ME: Como você vê o efeito da censura política sobre um sistema da arte contemporânea cujos circuitos hegemônicos já estão rendidos à lógica e aos valores mercadológicos?
LM: A interferência sobre as obras é mais forte em obras comissionadas. Sempre que há intermediários que interferem na cadeia produtiva da obra é preciso negociar interesses e objetivos para chegar a um consenso. Vi isso acontecer em obras como “Inimigos”, de Gil Vicente, que por trazer retratos de representantes políticos traziam um impasse para as leis de incentivo, por exemplo, para citar um trabalho anterior à conjuntura política atual no país. Hoje o que vejo é um desmantelamento de toda a cultura em vários níveis e a censura política que aparece é só a ponta desse iceberg. Com toda a onda mundial conservadora que vivemos em meio a dita “pluralidade” das redes sociais dominadas, cada vez mais, por algoritmos, precisamos ver com mais cautela o que e a quem interessa a censura. Num país com baixa valorização do Ensino Básico e pouca assistência social para população de baixa-renda é compreensível que outras instituições, muitas vezes religiosas, estejam assumindo esse papel de formadoras culturais e difundindo valores e moralidade à grande parcela da população.

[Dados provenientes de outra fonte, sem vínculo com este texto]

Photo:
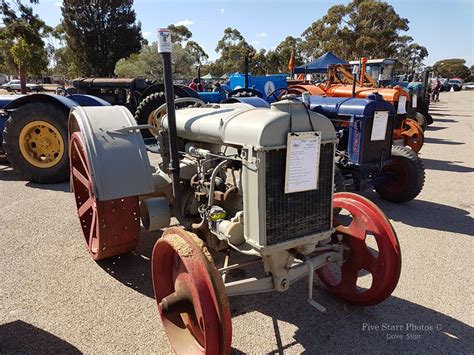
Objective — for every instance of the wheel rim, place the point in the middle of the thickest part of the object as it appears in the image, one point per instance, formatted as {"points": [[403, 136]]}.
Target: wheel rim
{"points": [[110, 227], [154, 119], [413, 135], [190, 295], [385, 267], [41, 144]]}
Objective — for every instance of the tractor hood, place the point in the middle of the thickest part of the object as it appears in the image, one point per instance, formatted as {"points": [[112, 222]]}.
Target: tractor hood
{"points": [[333, 107], [245, 125], [6, 99]]}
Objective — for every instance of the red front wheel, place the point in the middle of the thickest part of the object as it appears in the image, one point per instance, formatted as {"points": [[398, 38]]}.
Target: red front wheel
{"points": [[372, 263]]}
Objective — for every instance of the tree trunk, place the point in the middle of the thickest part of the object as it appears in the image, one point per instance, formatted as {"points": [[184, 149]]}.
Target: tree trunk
{"points": [[22, 78]]}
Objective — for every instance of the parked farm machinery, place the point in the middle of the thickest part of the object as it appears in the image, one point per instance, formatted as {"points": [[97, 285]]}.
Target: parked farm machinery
{"points": [[33, 128], [231, 175], [33, 132], [406, 131], [365, 155]]}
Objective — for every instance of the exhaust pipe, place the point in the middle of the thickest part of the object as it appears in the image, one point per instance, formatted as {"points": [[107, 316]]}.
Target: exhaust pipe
{"points": [[155, 213]]}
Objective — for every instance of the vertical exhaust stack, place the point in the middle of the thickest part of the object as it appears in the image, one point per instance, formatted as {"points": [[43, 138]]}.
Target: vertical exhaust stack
{"points": [[164, 48]]}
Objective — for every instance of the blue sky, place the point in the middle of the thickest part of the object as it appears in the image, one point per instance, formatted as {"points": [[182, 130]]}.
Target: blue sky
{"points": [[444, 27]]}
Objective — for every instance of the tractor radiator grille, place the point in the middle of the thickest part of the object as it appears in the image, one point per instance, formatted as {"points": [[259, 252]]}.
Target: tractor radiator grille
{"points": [[299, 214]]}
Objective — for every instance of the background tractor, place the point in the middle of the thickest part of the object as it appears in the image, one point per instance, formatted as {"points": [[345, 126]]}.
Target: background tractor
{"points": [[33, 128], [231, 175]]}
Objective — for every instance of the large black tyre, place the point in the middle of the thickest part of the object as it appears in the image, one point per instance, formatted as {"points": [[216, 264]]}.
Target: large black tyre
{"points": [[44, 115], [407, 176], [146, 108], [419, 117]]}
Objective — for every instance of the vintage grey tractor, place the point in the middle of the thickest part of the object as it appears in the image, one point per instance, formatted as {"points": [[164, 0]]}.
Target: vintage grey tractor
{"points": [[239, 180], [33, 133], [33, 128]]}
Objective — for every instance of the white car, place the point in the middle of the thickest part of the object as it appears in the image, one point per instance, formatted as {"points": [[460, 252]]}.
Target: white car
{"points": [[468, 86], [13, 85]]}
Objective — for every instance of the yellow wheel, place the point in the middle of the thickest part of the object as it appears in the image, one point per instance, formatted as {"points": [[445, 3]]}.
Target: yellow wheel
{"points": [[41, 144], [154, 119], [34, 140]]}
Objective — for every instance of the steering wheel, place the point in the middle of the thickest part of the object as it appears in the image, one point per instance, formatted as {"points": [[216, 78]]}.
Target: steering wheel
{"points": [[278, 97], [245, 93], [157, 115]]}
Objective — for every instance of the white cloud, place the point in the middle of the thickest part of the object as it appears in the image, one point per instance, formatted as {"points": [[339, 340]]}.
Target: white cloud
{"points": [[184, 23]]}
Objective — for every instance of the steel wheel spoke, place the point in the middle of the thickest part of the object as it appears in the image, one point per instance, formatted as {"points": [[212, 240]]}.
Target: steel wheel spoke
{"points": [[85, 207], [348, 278], [93, 227], [82, 179], [84, 165]]}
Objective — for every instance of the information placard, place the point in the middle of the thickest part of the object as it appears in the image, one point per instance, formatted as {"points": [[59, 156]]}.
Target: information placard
{"points": [[402, 104], [379, 127], [302, 161]]}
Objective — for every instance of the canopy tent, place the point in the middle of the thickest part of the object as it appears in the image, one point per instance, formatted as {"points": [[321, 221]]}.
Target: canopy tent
{"points": [[320, 65], [208, 77]]}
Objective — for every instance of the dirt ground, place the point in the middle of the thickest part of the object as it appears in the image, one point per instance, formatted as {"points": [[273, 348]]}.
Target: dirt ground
{"points": [[54, 298]]}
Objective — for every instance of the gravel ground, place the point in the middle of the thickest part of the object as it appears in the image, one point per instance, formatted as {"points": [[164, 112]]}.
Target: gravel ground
{"points": [[54, 298]]}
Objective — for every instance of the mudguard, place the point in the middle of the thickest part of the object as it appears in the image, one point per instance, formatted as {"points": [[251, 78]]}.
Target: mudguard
{"points": [[88, 100], [117, 156], [253, 101]]}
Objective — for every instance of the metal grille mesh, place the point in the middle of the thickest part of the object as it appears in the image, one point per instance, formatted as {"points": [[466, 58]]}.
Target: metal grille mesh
{"points": [[298, 214]]}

ME: Hoje, ao mesmo tempo que testemunhamos o desmonte da cultura pelo governo federal, atravessamos uma pandemia que restringe as atividades artísticas e culturais. Trata-se de um contexto limite para muitos trabalhadores da arte. Como você vê o papel das instituições artísticas e culturais neste contexto?
LM: Estamos vivendo, sem sombra de dúvida, uma época de catástrofes e limites. Talvez por ser, no fundo, uma otimista (embora um tanto quanto cética!), prefiro acreditar que devemos olhar para as crises como possibilidade de reinvenção. É preciso transformar as relações entre artista, público e instituição. Vejo que, na prática, o que tem ajudado a classe, ainda que de modo apenas paliativo, é a lei Aldir Blanc. Ela tem mantido muitos artistas nesse pandemia. No entanto, vejo ainda pouca interlocução entre as grandes instituições enfraquecidas e os artistas fragilizados. Há uma desarticulação na organização do trabalho coletivo imensa no campo de artes visuais, como resultado vem também a desarticulação política. É evidente que a arte e o entretenimento, para o público geral, tem sido essencial para sobreviver à quarentena. No entanto, o quanto conseguimos nos ver enquanto grupo? O quanto ainda conseguimos pensar em questões que atravessam nosso próprio umbigo e repensam essa relação com o público? Sem dúvida, há muito ainda a ser assimilado e transformado. Eu, particularmente, nesta quarentena, passei por um processo bem intenso de transformação do trabalho realizado a partir da colaboração espontânea de pessoas que acreditaram em tornar uma lenda fantasmagórica da lagoa dos Barros, próxima ao meu ateliê em Osório, realidade. Por alguma razão me ajudaram a construir uma imagem onírica sem saber muito bem aonde tudo ia dar. Essa experiência me trouxe esperança. Apesar de tudo, a arte ainda produz sentido, ainda é necessária e podemos fazer isso de uma forma espontânea e agregadora.